The Semgrep rules, either individually or as a collection, are not versioned. The rules each have a SHA256 hash to verify integrity, and a last updated timestamp, but nothing comparable to a "release" that indicates rule changes, and the implications of those changes, to the user.

The combined solution #

So, a different solution was needed that addresses the concerns previously identified. This solution:

Builds on GitLab's semgrep-sast job, which includes their Go-based analyzer that wraps Semgrep, runs it with a specific set of rules, and provides results in a GitLab SAST formatted report.
Adds the applicable Semgrep security rules from the official repository (including any associated example files). As noted previously, this repository has no tagged versions, so the latest rules from the default branch are used.
Identifies Semgrep rule changes to users, and is released with semantic versioning.
Eliminates rules duplicated between GitLab SAST and Semgrep. For simplicity, and to make this project a pure extension of GitLab SAST, the GitLab rules are used where there are duplicates.

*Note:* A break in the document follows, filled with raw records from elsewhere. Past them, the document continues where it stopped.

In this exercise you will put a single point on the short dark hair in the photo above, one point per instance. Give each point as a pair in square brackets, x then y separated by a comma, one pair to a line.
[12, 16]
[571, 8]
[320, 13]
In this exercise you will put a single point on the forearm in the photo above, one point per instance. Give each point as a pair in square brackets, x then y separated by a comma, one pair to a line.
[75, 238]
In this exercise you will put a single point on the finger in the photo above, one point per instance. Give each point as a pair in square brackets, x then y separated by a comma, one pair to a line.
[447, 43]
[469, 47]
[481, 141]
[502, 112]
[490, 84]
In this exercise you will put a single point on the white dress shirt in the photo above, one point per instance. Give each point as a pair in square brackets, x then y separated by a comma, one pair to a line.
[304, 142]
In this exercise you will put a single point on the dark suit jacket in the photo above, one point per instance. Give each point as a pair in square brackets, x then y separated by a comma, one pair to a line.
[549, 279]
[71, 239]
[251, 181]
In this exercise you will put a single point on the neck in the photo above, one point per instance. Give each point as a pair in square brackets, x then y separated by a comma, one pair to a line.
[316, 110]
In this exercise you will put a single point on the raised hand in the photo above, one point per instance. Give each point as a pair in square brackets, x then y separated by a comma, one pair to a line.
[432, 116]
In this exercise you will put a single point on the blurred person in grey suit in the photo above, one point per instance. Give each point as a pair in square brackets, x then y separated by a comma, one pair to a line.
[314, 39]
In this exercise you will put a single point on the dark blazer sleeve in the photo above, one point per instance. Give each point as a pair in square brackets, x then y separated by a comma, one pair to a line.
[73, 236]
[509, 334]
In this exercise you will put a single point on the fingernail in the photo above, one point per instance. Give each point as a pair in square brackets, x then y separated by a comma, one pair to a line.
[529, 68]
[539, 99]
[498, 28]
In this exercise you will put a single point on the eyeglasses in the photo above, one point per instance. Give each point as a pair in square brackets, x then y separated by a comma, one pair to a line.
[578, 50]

This led to the GitLab Semgrep Plus project. The container image is derived from the GitLab Semgrep analyzer. The semgrep-rules/ directory in the repository includes copies, unchanged, of all security rules and examples from Semgrep rules for Go, JavaScript, and TypeScript, which are included in the analysis. This makes changes to these rules and code examples explicitly visible to users.

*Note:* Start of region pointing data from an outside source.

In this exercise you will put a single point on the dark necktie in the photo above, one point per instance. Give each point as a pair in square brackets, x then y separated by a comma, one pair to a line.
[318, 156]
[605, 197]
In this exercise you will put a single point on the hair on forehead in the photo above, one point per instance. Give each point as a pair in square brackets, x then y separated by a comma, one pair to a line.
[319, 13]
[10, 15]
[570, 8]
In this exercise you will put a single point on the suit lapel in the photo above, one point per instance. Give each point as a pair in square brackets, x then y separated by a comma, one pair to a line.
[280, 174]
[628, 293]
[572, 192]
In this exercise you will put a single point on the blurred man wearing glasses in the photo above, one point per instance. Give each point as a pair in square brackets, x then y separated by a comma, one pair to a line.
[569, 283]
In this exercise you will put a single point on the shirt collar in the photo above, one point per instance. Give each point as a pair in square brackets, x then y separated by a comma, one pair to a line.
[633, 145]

This could contain rules for the many other languages that Semgrep supports, but these are the only languages currently in use in the GitLab CI Utils projects where this was initiated.

The rules, without examples, are included in the /rules directory in the container image. GitLab's Semgrep analyzer is designed to use all rules in that directory, so no other changes are required to include them in the analysis. A shell script with all of the applicable logic is used to update the rules so that the changes are made consistently with an automated process.

Managing ongoing Semgrep rule changes #

The project is setup to automatically detect changes to the Semgrep Rules project and incorporate any changes to security rules for the specified languages.

Since Semgrep Rules does not identify versions, Renovate is used to track the latest git ref of the development branch, and it initiates a merge request with any ref changes. The CI pipeline is setup with a trigger job to check for rule updates (if that check has not been done). This job is triggered in another project to isolate the credentials that can push commits back to this project.

The triggered pipeline clones this project, clones the Semgrep Rules project, re-runs the shell script to update rules, and pushes any updates. The commit uses --amend to leave only one commit with an updated message, and is made with Renovate bot account, so Renovate continues to propagate changes to Semgrep Rules if the merge request is not immediately merged. The commit message is also updated to indicate rule changes were incorporated. Since the updated Semgrep rules are pushed, a new pipeline is triggered, and the updated commit message is used in the job rules to stop an infinite loop of triggered rule update pipelines.

Usage in GitLab CI #

The GitLab SAST template is already setup to specify the container image for all SAST jobs via variables, so the implementation in GitLab CI is simply:

include:
  - template: Jobs/SAST.gitlab-ci.yml

semgrep-sast:
  variables:
    SAST_ANALYZER_IMAGE: registry.gitlab.com/gitlab-ci-utils/gitlab-semgrep-plus:latest

With that the Semgrep rules are included in the analysis, and the corresponding report.